Una simulazione recente ha stimato che, in caso di attacco alla rete elettrica, un black-out energetico che duri qualche settimana, determinerebbe un collasso totale dell’intero sistema Paese, producendo danni, anche in termini di vite umane, paragonabile a quello di un’aggressione militare su larga scala.
Non stiamo parlando di un futuro lontano o di uno scenario da saga fantascientifica. Il cyber crimine è una realtà in continua crescita e ad essere prese di mira dai criminali informatici sono sempre più spesso le infrastrutture critiche, come appunto le reti di distribuzione dell’energia e quelle di telecomunicazione.
La terza ed ultima dimensione dell’azione umana che va considerata infatti è quella politica decisionale: il governo.

In Italia il Sistema di informazione per la sicurezza della Repubblica è gestito direttamente dal Presidente del Consiglio che, sentito il Comitato interministeriale per la sicurezza della Repubblica, attraverso l’Autorità delegata detta le linee guida a tutto il comparto. Il cervellone che si occupa di ricercare, analizzare ed elaborare le informazioni richieste dal decisore politico si chiama Dipartimento delle informazioni per la sicurezza (DIS) e da esso dipendono quelli che una volta erano i Servizi informativi civili e militari (SISDE e SISMI) e che oggi sono stati suddivisi per competenze principalmente territoriali tra Agenzia informazioni e sicurezza interna ed Agenzia informazioni e sicurezza esterna (AISI e AISE).

Sviluppare nuove capacità e nuovi strumenti per migliorare la sicurezza cyber del sistema Paese rappresenta quindi una sfida di grande importanza per la crescita, il benessere e la sicurezza nazionale e quindi dei cittadini, che non può più essere rimandata.
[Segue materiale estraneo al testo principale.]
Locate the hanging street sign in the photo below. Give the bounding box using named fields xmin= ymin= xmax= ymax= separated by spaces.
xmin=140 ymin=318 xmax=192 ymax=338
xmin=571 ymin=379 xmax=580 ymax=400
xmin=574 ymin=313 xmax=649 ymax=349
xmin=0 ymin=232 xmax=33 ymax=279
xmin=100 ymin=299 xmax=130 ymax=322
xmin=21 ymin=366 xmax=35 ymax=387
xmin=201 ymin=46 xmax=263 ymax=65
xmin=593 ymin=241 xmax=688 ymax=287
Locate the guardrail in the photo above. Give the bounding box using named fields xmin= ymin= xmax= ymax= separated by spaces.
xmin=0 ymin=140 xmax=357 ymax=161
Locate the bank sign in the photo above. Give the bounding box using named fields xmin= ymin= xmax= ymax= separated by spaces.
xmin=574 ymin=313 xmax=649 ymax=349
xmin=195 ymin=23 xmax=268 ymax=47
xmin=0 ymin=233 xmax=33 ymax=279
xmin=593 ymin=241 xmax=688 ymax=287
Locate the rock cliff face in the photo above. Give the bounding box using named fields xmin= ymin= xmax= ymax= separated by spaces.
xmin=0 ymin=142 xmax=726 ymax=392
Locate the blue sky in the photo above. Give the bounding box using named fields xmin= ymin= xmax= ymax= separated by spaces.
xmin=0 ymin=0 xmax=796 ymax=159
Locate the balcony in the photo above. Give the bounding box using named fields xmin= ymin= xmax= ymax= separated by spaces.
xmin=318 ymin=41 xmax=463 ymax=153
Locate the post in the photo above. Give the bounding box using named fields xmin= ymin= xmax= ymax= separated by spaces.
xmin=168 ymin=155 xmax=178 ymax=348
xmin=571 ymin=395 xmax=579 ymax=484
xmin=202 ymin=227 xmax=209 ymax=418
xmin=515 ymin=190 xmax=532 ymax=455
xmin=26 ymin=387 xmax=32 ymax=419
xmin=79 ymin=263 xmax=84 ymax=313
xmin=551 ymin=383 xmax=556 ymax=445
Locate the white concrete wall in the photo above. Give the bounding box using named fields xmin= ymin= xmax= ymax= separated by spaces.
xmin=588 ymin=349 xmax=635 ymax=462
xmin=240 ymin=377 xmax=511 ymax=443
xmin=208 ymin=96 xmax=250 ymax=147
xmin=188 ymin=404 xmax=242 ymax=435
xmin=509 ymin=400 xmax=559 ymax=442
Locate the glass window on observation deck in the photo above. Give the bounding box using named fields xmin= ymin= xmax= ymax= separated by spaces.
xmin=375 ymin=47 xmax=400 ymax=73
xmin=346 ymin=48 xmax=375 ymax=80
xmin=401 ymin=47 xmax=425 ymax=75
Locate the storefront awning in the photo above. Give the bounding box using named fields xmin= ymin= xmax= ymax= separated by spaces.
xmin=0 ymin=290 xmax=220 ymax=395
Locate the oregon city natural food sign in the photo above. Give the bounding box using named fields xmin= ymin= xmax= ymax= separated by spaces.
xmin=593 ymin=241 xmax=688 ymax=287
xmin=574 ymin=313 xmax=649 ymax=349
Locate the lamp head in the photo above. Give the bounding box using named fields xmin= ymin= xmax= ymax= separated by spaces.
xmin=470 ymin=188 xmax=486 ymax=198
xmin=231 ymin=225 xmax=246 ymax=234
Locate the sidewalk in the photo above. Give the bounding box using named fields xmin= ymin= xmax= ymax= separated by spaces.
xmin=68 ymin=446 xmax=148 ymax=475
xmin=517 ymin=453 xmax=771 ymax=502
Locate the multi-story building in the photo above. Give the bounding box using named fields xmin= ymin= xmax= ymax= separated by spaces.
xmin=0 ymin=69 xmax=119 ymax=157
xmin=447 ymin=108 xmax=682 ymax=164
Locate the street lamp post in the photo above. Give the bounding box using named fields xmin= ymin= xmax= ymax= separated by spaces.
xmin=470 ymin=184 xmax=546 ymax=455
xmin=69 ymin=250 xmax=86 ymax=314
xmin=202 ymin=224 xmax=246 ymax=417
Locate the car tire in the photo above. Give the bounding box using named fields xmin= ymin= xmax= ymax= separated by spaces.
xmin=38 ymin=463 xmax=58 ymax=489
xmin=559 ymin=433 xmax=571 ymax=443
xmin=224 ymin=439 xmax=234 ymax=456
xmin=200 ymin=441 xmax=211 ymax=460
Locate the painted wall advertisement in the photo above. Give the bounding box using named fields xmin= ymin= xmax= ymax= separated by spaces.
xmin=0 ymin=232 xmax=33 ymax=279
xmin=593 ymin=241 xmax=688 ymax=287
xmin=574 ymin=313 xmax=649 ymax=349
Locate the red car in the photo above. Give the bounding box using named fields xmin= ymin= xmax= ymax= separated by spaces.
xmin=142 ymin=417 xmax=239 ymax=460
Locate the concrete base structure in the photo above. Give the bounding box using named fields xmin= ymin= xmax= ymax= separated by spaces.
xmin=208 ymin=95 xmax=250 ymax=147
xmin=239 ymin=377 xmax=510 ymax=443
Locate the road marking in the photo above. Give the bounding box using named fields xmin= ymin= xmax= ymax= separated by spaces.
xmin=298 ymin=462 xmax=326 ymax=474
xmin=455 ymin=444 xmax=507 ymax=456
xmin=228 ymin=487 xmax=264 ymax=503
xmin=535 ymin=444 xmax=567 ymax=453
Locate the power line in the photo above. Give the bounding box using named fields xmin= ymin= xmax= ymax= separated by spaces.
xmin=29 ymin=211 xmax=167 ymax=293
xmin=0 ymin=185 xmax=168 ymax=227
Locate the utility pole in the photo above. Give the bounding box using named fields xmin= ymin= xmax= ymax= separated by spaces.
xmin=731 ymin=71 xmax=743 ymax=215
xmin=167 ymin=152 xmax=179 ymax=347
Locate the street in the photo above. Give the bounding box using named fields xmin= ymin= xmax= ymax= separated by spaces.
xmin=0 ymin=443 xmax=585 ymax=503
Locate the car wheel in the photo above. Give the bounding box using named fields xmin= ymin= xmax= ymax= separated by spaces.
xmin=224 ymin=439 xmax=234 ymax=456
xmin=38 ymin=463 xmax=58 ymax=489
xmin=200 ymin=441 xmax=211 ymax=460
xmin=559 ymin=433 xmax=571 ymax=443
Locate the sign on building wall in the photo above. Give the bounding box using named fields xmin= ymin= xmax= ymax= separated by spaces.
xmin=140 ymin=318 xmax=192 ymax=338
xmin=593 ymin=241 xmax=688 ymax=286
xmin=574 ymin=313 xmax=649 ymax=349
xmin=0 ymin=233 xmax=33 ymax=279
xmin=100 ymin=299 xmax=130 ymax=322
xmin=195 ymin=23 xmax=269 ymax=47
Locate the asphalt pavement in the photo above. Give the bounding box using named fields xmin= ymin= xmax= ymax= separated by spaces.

Solo se l’individuo, l’azienda e lo Stato riusciranno a coordinare delle azioni di prevenzione, svilupperemo un sistema di difesa più sicuro. Delegare la nostra sicurezza agli operatori del settore non è più sufficiente, siamo entrati in una nuova fase dove la cooperazione tra le diverse dimensioni dell’uomo dipendono dalla nostra capacità di diventare parte attiva di una nuova Intelligence collettiva.